Still, I'm not doubting that there'll be a lot of "The Butler Did It" blues circulating the internet, because what they had worked hard on themselves turned out to be a false path. But to get as wrapped up in a show to make these kinds of conclusions and comparisons.. isn't that why we watch TV in the first place?

One of the things, looking back, about a show like the X Files that I had a problem with is that we knew more than the characters did. All of the paranormal activity, Scully's abductions which she never remembers, the Cigarette Man's lineage.. it's established for the viewers before it's introduced to the characters. TD, on the other hand, save for a few hinting montages, gave us a lens that was no different than that of the detectives themselves, and I don't know if I've seen that before.


chairsforcheap - 2014-03-10

hold on... people were still wondering who the yellow king was AFTER the lawnmower scene? The screenwriter was a novelist, guys.


Jet Bin Fever - 2014-03-10

I don't know, his regalia makes me think he's more of a duke than a king.


infinite zest - 2014-03-10

@EvilHomer, I do agree to a certain extent that if Hart hadn't shown up in the car at the end of ep. 4, the hunter and suspect could've been killed in one fell swoop solving potentially two problems for a Killer Marty, but were they arrested, upon interrogation there would have been evidence of the sting linking Hart to the proximity of the events, not to mention the fact that everyone saw him at the biker bar.

The old addage "keep your friends close and your enemies closer" comes to mind, but as the show went on I was like "naw.. Hart ain't the killer, he's just kind of a cheating asshole with a deep-down hart of gold" (see what I did there?)


infinite zest - 2014-03-10

I think overall, people will look back on this the same way they look back at Lost today. "Oh, well, THAT happened.." at the time people were pissed, and for good reason, because they "wasted" over 100 hours getting to know these characters, all these false starts and stops.. that's a lot of time to devote to anything.
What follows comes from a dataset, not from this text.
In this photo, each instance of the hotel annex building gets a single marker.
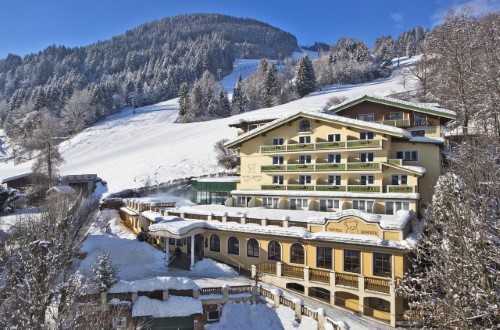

TD is 8 hours, a normal work day.

If you're pissed about it, there'll be a season 2, and it probably won't end as predictably as season 1 did. What it WILL do is create more fans noticing the little details like minor characters, the symbolism that's written on the wall, metaphorically and physically. At first, after learning that there would be only 8 episodes in this cycle, I was a little pissed that they didn't cut to the chase sooner with the case, Raymond Chandler style, instead of meandering through a sea of romantic subplots. "Who's Hart gonna cheat on this week that we focus 65% of the episode on?"

Then I just learned to accept it as a really good pulp detective story.


Sudan no1 - 2014-03-10

>If you're pissed about it, there'll be a season 2

It won't have Harrelson and McCantspellhisname.

It probably won't have the same director.

It WILL have a writer who has proven he can write bromance very well, but all other characters will be stock archetypes.

It will probably be worse.


infinite zest - 2014-03-10

See.. that's what I'm kind of excited for. There's a nice world and atmosphere established, with subtle supernatural elements that of course didn't lead to anything by the show's conclusion. With a new pair of detectives, and possibly a completely new locale (like Alaska?) I remain cautiously optimistic.